Aurora’s Winter Surprise

Our daylight may be returning but the darkness of the night sky still has some surprises in store. The magic of the aurora borealis never fails to impress those whose eyes are cast skyward this time of year — and there is no better place to view them than in Alaska’s back country. The farther away from urban lights, the more vivid the night sky.

It was four years ago and temperatures were dipping into the teens one night in the Brooks Range. I had just turned in, snuggling deep into a warm sleeping bag. Just as I drifted off to sleep, the sound of footsteps crunched outside my tent.

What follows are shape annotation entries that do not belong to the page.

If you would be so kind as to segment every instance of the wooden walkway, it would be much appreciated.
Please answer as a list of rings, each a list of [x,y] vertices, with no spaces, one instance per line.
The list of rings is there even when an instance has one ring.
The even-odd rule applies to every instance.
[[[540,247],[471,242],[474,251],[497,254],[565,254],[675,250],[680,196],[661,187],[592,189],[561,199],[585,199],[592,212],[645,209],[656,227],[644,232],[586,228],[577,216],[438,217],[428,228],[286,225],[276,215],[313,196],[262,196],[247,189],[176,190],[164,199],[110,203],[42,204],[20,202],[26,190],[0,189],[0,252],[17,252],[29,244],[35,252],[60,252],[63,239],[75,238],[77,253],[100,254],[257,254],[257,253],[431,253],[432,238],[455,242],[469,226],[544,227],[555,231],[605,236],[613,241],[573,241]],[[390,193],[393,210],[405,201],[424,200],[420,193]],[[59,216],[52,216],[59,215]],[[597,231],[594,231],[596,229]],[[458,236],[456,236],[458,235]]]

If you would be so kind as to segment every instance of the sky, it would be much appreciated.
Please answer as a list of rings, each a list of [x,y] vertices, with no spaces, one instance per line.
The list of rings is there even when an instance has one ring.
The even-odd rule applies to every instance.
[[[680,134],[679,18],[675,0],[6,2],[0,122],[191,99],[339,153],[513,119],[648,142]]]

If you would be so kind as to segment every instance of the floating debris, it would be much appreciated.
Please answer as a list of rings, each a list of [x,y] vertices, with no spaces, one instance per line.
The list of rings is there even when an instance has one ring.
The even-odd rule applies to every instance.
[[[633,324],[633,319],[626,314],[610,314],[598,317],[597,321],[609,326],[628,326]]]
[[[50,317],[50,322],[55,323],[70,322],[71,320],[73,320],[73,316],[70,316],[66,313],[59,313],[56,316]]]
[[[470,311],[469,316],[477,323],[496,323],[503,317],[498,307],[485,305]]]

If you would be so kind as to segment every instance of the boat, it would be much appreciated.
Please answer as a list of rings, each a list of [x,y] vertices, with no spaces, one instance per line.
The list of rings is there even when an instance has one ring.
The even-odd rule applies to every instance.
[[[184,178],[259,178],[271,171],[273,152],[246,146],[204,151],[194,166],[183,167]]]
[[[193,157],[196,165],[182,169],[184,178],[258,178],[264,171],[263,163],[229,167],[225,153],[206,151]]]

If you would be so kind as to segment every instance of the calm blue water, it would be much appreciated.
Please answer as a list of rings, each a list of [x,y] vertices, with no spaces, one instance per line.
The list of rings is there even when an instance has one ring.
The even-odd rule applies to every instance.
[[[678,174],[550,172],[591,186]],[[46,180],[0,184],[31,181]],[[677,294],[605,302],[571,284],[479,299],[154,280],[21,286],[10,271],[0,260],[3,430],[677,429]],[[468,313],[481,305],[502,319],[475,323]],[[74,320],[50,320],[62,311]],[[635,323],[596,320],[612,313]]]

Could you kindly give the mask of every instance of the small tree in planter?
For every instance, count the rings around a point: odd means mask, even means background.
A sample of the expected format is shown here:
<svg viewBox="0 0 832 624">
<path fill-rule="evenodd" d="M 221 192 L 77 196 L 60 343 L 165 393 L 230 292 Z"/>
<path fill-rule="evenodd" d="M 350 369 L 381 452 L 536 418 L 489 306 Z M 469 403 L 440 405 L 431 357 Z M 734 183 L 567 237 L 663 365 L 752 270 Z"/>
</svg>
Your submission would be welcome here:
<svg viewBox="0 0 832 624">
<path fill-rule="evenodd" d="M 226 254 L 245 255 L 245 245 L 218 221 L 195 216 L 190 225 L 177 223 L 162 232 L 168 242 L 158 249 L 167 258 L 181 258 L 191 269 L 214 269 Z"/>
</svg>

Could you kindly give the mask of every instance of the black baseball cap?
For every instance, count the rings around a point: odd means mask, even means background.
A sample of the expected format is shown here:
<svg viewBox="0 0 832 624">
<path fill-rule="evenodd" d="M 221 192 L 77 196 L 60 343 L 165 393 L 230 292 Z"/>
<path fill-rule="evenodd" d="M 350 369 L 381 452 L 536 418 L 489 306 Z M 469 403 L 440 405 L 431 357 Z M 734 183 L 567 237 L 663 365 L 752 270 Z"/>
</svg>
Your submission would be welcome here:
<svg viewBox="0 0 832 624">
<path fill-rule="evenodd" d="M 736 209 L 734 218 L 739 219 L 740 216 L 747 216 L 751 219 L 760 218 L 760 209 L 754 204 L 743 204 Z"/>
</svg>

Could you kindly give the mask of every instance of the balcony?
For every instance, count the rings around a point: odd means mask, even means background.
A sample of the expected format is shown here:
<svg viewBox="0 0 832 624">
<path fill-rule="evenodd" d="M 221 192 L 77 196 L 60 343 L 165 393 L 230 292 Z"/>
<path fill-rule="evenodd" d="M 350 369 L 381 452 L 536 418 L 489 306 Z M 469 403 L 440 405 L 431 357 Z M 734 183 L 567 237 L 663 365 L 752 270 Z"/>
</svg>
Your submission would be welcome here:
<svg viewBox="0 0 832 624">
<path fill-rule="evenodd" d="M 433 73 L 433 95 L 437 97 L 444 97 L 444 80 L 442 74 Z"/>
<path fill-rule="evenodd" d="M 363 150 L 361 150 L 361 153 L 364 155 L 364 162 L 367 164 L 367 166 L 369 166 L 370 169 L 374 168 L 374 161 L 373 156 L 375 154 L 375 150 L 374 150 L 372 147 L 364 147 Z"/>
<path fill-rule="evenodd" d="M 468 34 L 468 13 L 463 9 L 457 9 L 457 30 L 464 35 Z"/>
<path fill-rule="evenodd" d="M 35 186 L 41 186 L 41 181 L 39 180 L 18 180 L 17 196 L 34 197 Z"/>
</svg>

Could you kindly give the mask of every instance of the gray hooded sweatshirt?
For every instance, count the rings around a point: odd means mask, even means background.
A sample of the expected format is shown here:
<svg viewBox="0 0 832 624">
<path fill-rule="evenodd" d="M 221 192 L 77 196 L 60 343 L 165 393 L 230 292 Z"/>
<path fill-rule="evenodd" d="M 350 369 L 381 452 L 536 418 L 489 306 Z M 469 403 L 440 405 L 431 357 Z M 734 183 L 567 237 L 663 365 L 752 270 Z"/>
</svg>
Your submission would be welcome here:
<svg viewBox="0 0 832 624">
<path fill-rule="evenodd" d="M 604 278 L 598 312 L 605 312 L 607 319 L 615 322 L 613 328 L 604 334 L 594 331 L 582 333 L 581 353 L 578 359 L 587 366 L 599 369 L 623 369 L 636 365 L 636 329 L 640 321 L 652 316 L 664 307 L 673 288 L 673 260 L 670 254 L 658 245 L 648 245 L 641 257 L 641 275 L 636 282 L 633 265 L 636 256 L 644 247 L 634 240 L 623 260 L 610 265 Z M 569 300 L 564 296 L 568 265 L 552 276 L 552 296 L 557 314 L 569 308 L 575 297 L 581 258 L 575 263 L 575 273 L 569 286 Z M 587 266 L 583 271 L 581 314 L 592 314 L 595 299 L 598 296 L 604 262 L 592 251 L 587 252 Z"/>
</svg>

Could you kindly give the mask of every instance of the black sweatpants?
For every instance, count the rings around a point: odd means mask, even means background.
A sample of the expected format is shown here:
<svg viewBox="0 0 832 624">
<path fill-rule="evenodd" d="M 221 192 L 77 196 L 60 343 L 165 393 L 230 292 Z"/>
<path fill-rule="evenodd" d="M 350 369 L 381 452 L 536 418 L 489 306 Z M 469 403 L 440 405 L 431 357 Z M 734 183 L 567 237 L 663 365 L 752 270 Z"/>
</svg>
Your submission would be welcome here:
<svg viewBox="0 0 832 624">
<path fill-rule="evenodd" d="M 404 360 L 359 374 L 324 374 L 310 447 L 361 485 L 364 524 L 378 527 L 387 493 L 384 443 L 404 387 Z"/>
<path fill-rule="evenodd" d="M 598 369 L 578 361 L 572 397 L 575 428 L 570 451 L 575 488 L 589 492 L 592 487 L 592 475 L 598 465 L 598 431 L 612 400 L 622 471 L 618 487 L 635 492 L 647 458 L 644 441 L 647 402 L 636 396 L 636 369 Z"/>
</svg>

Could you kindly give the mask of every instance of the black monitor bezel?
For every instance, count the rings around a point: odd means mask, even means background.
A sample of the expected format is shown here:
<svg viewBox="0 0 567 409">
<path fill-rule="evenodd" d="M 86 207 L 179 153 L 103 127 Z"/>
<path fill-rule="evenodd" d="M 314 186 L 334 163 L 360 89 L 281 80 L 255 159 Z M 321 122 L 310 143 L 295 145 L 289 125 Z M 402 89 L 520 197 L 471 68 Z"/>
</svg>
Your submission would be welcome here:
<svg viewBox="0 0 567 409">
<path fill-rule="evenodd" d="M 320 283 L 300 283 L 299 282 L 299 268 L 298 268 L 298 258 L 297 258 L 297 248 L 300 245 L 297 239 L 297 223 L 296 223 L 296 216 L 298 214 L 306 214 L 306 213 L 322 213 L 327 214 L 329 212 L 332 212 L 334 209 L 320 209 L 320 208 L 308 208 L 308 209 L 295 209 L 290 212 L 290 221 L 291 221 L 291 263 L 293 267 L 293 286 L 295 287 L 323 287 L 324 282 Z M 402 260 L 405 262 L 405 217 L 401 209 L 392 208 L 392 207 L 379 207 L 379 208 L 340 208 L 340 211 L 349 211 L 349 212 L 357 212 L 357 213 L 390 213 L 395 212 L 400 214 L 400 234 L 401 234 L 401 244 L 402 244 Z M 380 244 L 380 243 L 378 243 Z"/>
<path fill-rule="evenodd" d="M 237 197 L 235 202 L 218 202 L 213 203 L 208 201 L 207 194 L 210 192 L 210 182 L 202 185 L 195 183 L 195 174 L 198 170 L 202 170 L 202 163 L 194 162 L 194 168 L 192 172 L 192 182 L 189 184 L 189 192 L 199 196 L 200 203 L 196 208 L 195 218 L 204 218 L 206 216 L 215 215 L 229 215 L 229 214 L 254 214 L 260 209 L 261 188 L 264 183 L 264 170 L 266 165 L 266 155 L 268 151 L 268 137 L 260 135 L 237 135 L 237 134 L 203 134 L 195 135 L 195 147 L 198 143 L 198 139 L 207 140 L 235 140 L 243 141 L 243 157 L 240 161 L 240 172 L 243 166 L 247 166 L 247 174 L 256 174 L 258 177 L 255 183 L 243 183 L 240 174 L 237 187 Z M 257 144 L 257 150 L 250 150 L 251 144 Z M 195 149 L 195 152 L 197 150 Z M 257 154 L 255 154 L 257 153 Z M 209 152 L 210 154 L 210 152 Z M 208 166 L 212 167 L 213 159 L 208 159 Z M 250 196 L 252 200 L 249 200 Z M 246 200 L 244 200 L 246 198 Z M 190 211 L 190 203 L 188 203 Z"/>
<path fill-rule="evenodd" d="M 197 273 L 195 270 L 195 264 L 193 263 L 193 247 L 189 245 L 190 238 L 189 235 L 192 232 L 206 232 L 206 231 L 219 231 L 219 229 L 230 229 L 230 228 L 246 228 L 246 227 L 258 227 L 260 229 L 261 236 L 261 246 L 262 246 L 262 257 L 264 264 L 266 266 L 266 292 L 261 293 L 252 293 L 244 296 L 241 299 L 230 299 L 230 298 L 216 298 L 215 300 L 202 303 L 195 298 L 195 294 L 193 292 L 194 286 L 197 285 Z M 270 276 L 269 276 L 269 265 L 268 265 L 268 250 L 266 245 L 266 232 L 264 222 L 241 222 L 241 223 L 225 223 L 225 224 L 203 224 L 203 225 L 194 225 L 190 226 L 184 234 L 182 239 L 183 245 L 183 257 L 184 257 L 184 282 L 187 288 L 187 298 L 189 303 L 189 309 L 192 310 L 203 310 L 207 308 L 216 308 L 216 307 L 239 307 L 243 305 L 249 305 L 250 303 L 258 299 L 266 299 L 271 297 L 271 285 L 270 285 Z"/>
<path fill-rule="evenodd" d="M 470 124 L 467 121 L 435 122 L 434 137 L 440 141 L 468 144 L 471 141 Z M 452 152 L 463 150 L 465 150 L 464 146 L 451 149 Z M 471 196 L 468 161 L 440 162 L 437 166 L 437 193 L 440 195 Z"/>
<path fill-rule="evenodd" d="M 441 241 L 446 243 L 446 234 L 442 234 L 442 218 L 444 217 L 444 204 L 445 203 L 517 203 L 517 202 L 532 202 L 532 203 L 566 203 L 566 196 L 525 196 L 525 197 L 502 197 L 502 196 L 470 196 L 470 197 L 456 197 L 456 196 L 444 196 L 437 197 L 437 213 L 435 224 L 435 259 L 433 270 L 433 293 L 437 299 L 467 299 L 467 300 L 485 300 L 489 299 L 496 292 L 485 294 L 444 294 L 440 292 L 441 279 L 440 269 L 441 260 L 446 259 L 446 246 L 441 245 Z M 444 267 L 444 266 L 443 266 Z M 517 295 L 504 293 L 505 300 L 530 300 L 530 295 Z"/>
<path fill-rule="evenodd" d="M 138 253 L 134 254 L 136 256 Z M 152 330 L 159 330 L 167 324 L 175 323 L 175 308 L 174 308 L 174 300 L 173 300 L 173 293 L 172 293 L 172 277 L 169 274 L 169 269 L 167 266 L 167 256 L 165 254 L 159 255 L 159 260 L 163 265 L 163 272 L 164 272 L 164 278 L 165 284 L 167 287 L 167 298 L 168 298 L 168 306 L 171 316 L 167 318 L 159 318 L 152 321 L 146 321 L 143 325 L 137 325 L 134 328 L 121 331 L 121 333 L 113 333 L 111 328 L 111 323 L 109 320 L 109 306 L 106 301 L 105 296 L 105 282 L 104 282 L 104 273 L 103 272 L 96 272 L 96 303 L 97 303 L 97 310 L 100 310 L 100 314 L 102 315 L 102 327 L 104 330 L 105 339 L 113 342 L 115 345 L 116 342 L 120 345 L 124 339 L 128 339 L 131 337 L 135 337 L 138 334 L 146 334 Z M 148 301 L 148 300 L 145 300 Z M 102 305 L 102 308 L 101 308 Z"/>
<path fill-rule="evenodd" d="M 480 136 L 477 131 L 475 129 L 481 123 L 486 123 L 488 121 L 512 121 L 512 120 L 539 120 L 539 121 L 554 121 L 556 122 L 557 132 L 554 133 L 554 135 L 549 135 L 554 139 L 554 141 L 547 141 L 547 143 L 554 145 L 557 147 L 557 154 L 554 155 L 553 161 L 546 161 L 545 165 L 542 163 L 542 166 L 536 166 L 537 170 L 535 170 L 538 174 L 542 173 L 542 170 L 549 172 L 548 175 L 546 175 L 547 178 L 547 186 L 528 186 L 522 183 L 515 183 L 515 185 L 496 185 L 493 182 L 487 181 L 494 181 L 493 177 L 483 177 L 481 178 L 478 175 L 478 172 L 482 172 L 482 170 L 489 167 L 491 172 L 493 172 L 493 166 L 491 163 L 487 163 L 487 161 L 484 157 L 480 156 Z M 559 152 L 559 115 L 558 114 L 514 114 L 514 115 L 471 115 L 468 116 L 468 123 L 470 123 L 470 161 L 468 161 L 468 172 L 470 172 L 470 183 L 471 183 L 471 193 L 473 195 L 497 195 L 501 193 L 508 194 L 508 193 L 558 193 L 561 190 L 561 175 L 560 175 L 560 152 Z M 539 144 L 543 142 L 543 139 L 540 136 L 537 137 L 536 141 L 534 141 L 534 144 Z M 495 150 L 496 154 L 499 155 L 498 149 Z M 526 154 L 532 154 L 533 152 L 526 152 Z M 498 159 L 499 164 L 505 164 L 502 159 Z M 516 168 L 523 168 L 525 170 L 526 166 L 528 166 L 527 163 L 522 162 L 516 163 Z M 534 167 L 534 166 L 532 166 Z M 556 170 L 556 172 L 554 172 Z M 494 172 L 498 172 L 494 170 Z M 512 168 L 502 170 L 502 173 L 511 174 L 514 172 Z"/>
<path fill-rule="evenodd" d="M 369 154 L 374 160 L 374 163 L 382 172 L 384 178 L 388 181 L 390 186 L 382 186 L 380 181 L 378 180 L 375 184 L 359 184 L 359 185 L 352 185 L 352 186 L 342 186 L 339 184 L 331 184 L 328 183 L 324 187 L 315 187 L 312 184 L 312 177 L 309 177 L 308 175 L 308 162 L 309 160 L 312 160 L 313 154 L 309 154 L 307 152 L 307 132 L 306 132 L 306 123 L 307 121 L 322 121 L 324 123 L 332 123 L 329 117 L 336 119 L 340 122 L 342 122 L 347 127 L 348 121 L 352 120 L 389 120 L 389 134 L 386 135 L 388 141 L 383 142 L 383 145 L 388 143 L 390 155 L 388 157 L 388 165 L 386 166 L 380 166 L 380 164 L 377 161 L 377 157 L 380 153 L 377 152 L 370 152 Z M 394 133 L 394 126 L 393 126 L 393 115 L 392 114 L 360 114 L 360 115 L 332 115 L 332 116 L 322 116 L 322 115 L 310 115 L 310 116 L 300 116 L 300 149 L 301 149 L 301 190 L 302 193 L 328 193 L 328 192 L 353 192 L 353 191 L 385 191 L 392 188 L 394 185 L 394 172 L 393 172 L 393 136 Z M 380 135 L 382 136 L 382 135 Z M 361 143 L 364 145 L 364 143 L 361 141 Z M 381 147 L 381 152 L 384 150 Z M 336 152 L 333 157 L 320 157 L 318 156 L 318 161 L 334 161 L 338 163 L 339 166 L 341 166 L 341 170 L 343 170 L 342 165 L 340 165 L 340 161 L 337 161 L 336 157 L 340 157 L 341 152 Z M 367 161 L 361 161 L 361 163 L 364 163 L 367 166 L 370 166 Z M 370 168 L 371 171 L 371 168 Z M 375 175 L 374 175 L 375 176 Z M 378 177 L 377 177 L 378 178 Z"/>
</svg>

A friend’s voice was filled with wonder.

Northern lights over Peters Creek. (photo by Erik Johnson)

“Come out here–you’ve got to see this!”

I quickly pulled on boots, coat and mittens and stepped outside into the cold air. A last glimmer of twilight still tinged the western horizon. To the east however, the sky was dark and stars that had earlier been just pinpricks on the dome of sky, now gleamed bright through layered depths of space. There in the darkness, another kind of light had begun to shimmer.  Like an apparition, moving ribbons of light appeared at the dark eastern end of the sky. The aurora slowly grew more vivid and the lights began to twirl like ribbons as they reached toward the dimming light of the western horizon. At first they shimmered silky white, but then changed to green. As the light show continued, they transformed themselves to shades of rose and then back to green again.

The show continued long enough for our fingers and toes to grow cold and our necks to ache from standing open-mouthed, staring at the night sky. We were all seasoned Alaskans, but none of us remembered a show quite so dazzling.

So what are the northern lights, exactly? Electrons and protons from the sun are blown towards the earth on a “solar wind.” The aurora can be seen on dark, clear nights when these charged solar particles strike the atmosphere near the earth’s magnetic poles. The colors are a result of the types of gas particles involved in the collision between the solar wind and the earth’s atmosphere.

The aurora borealis, that mystical light that has engendered so much legend and lore over the millennia, has become a pilgrimage for travelers world-wide. Aurora seekers often travel to Fairbanks which is located at the edge of what scientists call an “auroral oval,” a ring-shaped region that circles the north magnetic pole where solar activity is most common. Fairbanks has relatively clear skies in winter, and being a smallish town, you don’t have to go far to escape the city’s lights. Some hotels in Fairbanks even offer wake-up calls for visitors who want to be alerted to northern light activity.

I stepped outside early in the morning recently to the feed horses and discovered the sky shimmering with the aurora borealis. It was clear and cold enough for the snow to creak underfoot. The full moon cast shadows on the snow and to block the moonlight, I leaned against the shade of the barn. This was the best display I could remember since that back country experience four years ago.  I remembered that gleaming night in the Brooks Range so well because earlier that same day I’d made a satellite phone call to my daughter-in-law. We had made a date to talk because it was the day they would learn the gender of their baby.

Aurora Grace (photo by Renee Howard)

Aurora Grace (photo by Renee Howard)

“It’s a girl!” she announced over the static on the line.ora

It was the same night that the northern lights twirled overhead like dancing spirits. I couldn’t help but wonder if, like me, they were celebrating this new life in the world.

Today that baby is four years old with eyes that sparkle like stars in a blue night sky.

And unbeknownst to me on that cold evening when I watched those dancing lights, my son and daughter-in-law chose to name their daughter “Aurora.”